La segreteria tecnica della manifestazione ha proposto di assegnare il premio a Time in Jazz, come si legge nella sintesi istruttoria,

Per la costanza realizzativa di un evento reso sostenibile dal rispetto delle caratteristiche ambientali, attraverso il coinvolgimento e la valorizzazione dell’area e la costante riduzione degli impatti ambientali dell’evento.

Time in Jazz: un Festival ecosostenibile

Da anni Time in Jazz (giunto alla sua trentaduesima edizione lo scorso agosto, dal 7 al 16) adotta buone pratiche per la gestione sostenibile dell’evento, per la riduzione degli impatti del festival sul territorio, attraverso una serie di azioni:

  1. sistemi di approvvigionamento energetico da fonti rinnovabili per i concerti, che si tengono nelle differenti location immerse nella natura;
  2. l’uso della carta ridotto al minimo;
  3. l’utilizzo di materiali naturali e di recupero per gli allestimenti;
  4. campagne di sensibilizzazione rivolte al pubblico per suggerire comportamenti eco-compatibili, come la raccolta differenziata, l’utilizzo di posaceneri portatili, di borracce e del carpooling;
  5. la somministrazione di cibi con preferenza per i prodotti locali e stagionali, serviti in stoviglie riutilizzabili.

Il programma GreenFest

Time in Jazz, dal 2018, è dentro il GreenFEST (Green Festivals and Events through Sustainable Tenders), un progetto cofinanziato dal programma comunitario LIFE-Governance e Informazione Ambientale, che mira a diffondere le Buone Pratiche esistenti in Italia di Green Public Procurement per l’adozione di Criteri Ambientali Minimi nel settore delle attività culturali finanziate, promosse o gestite da Soggetti Pubblici, e ne è il caso studio.

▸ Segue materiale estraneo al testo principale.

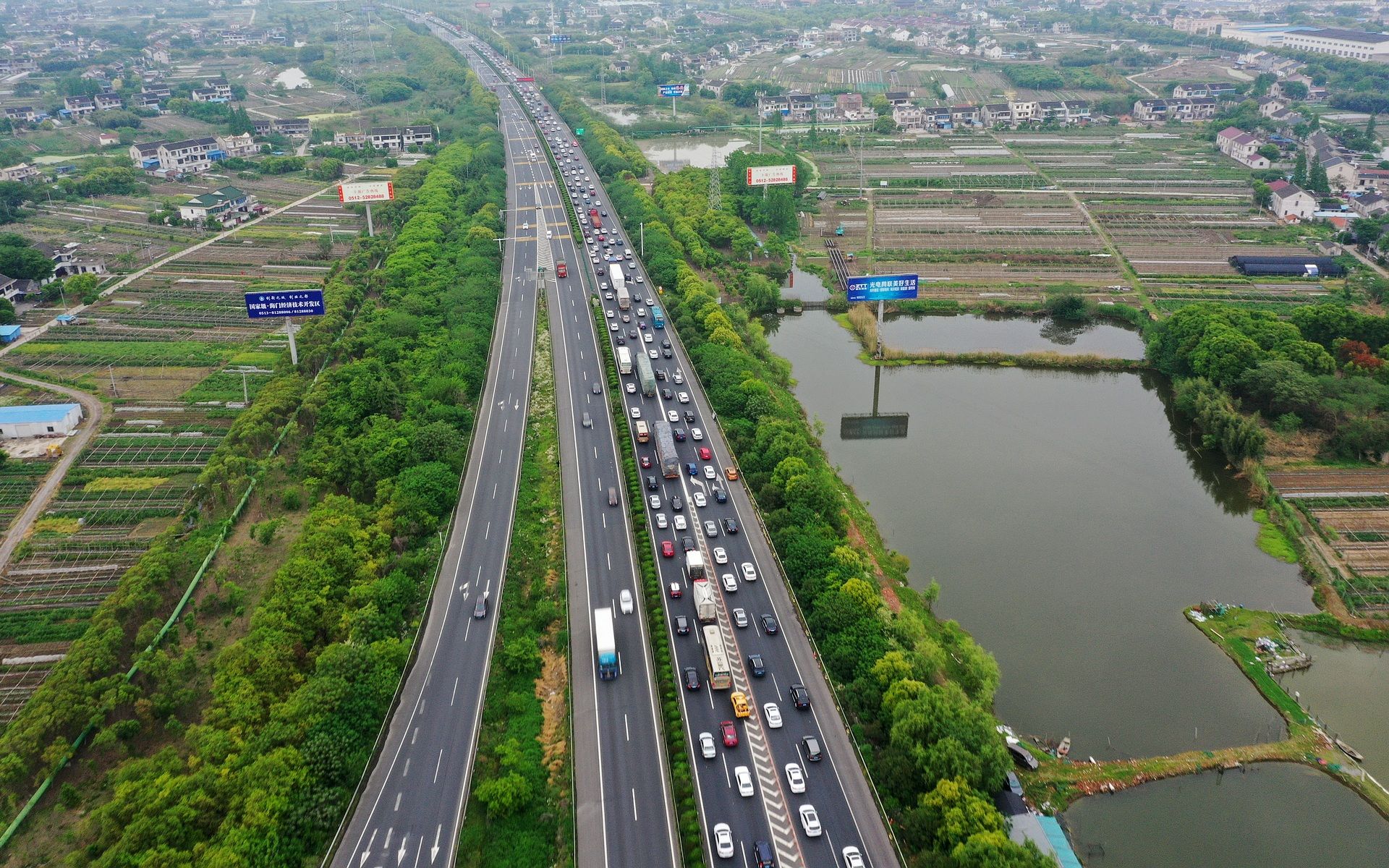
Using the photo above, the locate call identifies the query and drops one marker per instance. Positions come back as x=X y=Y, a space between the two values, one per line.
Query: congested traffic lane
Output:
x=717 y=786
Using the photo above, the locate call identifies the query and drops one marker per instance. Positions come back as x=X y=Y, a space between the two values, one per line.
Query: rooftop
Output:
x=35 y=413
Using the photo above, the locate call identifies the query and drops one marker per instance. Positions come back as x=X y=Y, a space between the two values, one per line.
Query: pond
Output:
x=975 y=332
x=292 y=78
x=1348 y=688
x=673 y=153
x=1267 y=816
x=1069 y=525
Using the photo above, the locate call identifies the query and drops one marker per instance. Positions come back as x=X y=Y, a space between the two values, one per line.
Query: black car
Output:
x=756 y=667
x=799 y=696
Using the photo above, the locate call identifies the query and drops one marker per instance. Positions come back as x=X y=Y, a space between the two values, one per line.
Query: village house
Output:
x=1242 y=148
x=1291 y=203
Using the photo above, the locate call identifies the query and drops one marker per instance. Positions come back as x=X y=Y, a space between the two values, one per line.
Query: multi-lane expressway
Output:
x=410 y=806
x=835 y=785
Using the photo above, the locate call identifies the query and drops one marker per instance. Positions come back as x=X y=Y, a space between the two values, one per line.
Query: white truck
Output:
x=706 y=608
x=694 y=566
x=619 y=279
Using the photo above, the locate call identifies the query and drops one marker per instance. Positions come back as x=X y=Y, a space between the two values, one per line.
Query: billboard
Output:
x=365 y=191
x=883 y=288
x=285 y=303
x=759 y=175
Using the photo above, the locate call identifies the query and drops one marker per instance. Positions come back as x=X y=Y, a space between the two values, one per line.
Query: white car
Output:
x=795 y=778
x=745 y=781
x=810 y=821
x=773 y=715
x=724 y=841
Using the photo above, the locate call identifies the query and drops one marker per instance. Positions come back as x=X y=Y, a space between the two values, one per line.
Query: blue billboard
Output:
x=285 y=303
x=883 y=288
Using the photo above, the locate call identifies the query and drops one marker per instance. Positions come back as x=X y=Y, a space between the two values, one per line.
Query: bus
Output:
x=720 y=677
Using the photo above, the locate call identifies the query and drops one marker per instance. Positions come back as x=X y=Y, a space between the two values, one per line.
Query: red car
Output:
x=729 y=733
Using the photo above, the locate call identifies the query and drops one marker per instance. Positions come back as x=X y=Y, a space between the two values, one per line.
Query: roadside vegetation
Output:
x=520 y=807
x=253 y=756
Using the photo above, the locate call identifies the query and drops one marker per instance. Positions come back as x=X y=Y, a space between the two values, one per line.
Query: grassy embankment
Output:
x=862 y=324
x=520 y=810
x=1061 y=782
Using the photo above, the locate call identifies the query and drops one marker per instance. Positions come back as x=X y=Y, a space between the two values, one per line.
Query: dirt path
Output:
x=93 y=410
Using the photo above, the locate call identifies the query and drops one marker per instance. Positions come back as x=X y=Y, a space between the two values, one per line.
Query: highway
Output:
x=410 y=806
x=835 y=786
x=624 y=812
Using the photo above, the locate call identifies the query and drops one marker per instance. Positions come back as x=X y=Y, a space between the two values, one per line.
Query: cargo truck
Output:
x=606 y=642
x=706 y=608
x=666 y=451
x=619 y=279
x=645 y=374
x=694 y=566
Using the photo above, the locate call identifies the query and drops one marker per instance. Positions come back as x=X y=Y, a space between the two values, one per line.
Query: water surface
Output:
x=1069 y=528
x=1267 y=816
x=975 y=332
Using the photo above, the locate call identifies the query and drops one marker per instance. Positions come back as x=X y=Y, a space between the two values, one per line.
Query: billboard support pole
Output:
x=877 y=352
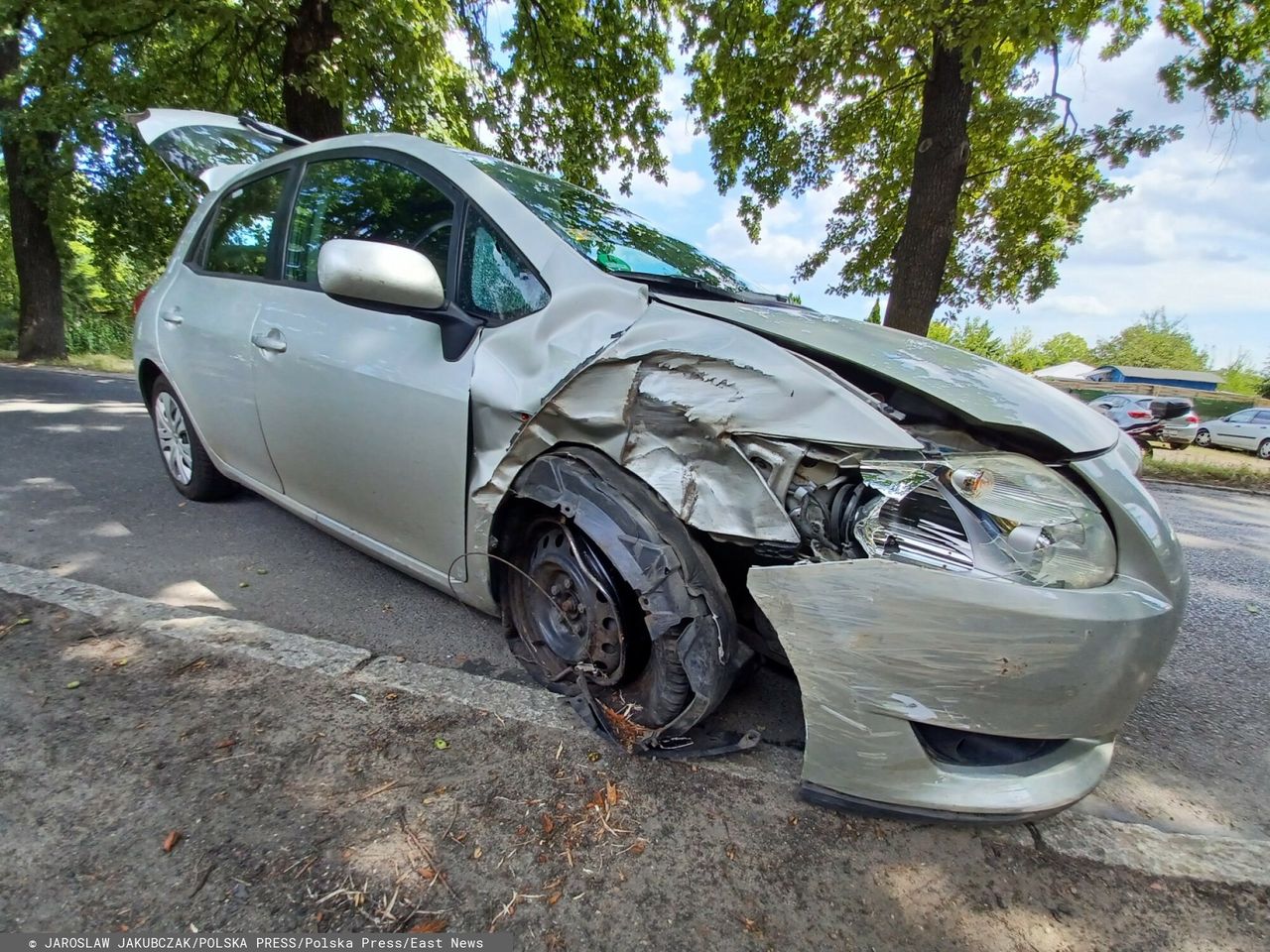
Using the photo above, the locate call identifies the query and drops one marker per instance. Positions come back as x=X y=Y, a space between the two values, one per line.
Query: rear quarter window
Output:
x=241 y=230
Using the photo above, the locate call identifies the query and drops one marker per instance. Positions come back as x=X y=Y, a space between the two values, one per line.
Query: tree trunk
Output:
x=41 y=322
x=313 y=33
x=939 y=172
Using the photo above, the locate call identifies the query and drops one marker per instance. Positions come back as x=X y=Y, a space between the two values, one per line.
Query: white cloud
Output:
x=1194 y=235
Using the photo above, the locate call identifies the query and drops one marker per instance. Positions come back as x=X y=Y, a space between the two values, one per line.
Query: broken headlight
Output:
x=998 y=515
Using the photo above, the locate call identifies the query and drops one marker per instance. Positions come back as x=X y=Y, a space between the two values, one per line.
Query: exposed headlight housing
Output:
x=997 y=515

La tredicesima edizione del Forum Compraverde Buygreen, che si è tenuta giovedì e venerdì scorsi nella capitale, si è chiusa con la premiazione delle migliori esperienze italiane di GPP: istituzioni e imprese che si sono distinte nell’ambito delle loro attività suddivise in Compraverde, Mensa Verde, Vendor Rating e Acquisti Sostenibili, Edilizia Verde e Social Procurement.

Insieme a Paolo Fresu, a ritirare il premio Cultura in Verde per Time in Jazz, la coordinatrice del festival, Mattea Lissia.